Il s’oppose à  » la mystification des données numériques « , partout présentées comme  » objectives « ,  » limpides  » et  » transcendantes « . Les données, constate l’urbaniste, sont  » quantitatives, jamais qualitatives « , et leurs significations dépendent des choix politiques qui ont présidé à leur recherche : installer des capteurs sur les bancs pour repérer les dormeurs ou ajouter un dispositif de reconnaissance faciale aux caméras qui surveillent la fluidité du trafic relève d’une conception de la sécurité publique. Quant aux données, elles peuvent être biaisées par une lecture trop partisane ou des fonctionnaires trop soucieux de leurs résultats. Il arrive aussi que les ordinateurs s’usent, buggent, deviennent obsolètes, si bien qu’une ville risque de devenir dépendante d’industriels intéressés à des solutions toujours plus techniques.

 Pour Adam Greenfield, la connaissance comme la gouvernance d’une ville s’appuyant sur les TIC et les seules données numériques sont un rêve d’ingénieur. Or un ingénieur, si intelligent soit-il, ironise la sociologue néerlando-américaine Saskia Sassen, autre spécialiste de l’urbain,  » n’est qu’un des utilisateurs de la ville « . Sa logique ne correspond pas toujours à celles des autres citadins, qui la pratiquent au jour le jour, inventent des usages. Voilà pourquoi Saskia Sassen pense qu’il faut  » urbaniser les technologies « , et associer les habitants à la création des services.

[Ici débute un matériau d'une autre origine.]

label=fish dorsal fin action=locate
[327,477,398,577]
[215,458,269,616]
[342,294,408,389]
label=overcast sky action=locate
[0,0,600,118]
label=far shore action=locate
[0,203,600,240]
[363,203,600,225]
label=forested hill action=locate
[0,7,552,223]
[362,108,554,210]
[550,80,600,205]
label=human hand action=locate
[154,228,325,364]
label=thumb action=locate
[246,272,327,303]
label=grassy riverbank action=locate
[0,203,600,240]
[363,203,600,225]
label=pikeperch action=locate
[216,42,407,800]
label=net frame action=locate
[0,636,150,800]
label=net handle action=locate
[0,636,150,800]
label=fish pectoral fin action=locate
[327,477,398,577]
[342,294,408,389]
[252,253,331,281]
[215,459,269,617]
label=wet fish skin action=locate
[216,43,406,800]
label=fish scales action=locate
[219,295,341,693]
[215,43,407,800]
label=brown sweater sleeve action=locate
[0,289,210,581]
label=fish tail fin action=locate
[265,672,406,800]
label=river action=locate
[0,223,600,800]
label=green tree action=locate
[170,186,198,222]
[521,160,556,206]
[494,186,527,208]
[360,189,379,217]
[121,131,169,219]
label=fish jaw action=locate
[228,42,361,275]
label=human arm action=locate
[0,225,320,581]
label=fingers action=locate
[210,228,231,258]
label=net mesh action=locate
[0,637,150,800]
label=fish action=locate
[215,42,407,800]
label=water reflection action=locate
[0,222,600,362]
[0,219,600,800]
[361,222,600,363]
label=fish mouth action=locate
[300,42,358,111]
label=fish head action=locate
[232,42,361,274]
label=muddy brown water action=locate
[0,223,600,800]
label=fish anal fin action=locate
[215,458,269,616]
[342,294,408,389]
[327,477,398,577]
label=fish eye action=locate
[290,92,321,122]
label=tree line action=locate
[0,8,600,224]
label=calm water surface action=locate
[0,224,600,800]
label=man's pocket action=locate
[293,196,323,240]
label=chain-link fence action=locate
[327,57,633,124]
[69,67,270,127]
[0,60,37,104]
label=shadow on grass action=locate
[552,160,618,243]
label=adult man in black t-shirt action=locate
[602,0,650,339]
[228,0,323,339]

Journée contributive, 17 octobre 2013. DR

LA WIKI CITY, LA VILLE CONTRIBUTIVE

Aujourd’hui, plusieurs logiques s’affrontent, parfois cohabitent, sur le déploiement de la smart city. A Paris, Jean-Louis Missika reconnaît que  » l’intelligence d’une ville est aussi celle de ses habitants, qui ne réagissent pas toujours comme le prévoient les programmes d’aménagement et trouvent leurs propres solutions comme, par exemple, le covoiturage et le partage. Il nous faut les faire participer « . Depuis dix ans, les usages urbains judicieux et économes venus des traditions urbaines coopératives et associatives ne manquent pas. En Ile-de-France, de nombreux collectifs existent, qui cherchent à faciliter la vie urbaine : ShareREvolution (consommation coopérative), Freecycle (recyclage par le don), le FabShop(ateliers de quartier), La Ruche qui dit Oui !, sans oublier tous ceux qui se fédèrent sur les réseaux sociaux pour organiser des apéritifs surprises, des concerts improvisés, des flash-mob ou des fêtes.

Ces initiatives, qui se développent avec la crise économique, proposent d’autres usages des réseaux intelligents et des TIC, voire les détournent comme le collectif I.See (Institute for Applied Autonomy) qui cartographie les rues sans caméras. Associatifs, moins directifs, appuyés sur des besoins immédiats, parfois rebelles, ces mouvements prennent de l’ampleur. A Sciences Po, Dominique Boullier, bon connaisseur des technologies cognitives, parle de l’apparition d’une  » ville contributive « , une autre forme de l’intelligence urbaine :  » A côté de la data city rêvée par Google, de la smart city voulue par IBM et Cisco, une wiki city se dessine, où les habitants s’associent, donnent leur avis, coopèrent. C’est la logique de l’innovation ascendante, le “bottom up”, qui se méfie des solutions imposées par le haut, le “top down” « .

 Ces mouvements associatifs exigent souvent que l’ensemble des données numérisées et des statistiques des mairies soient rendues publiques – le courant de l’open data – afin de pouvoir juger des projets publics en connaissance de cause et intervenir, ici sur un programme d’urbanisme, là sur l’ouverture d’une crèche, etc. Rédacteur en chef de la revue Cosmopolitiques, Dominique Boullier constate que ces initiatives ont commencé de remonter, non sans combat, vers les décideurs urbains. Il pense que les différents modèles de ville intelligente (data, smart et wiki) cœxistent déjà et se combineront de plus en plus à l’avenir.  » L’intelligence, dit-il,viendra du pluralisme des choix, des aménagements et des types d’urbanisme.  » Autrement dit, elle viendra du politique : du grec polis, la cité.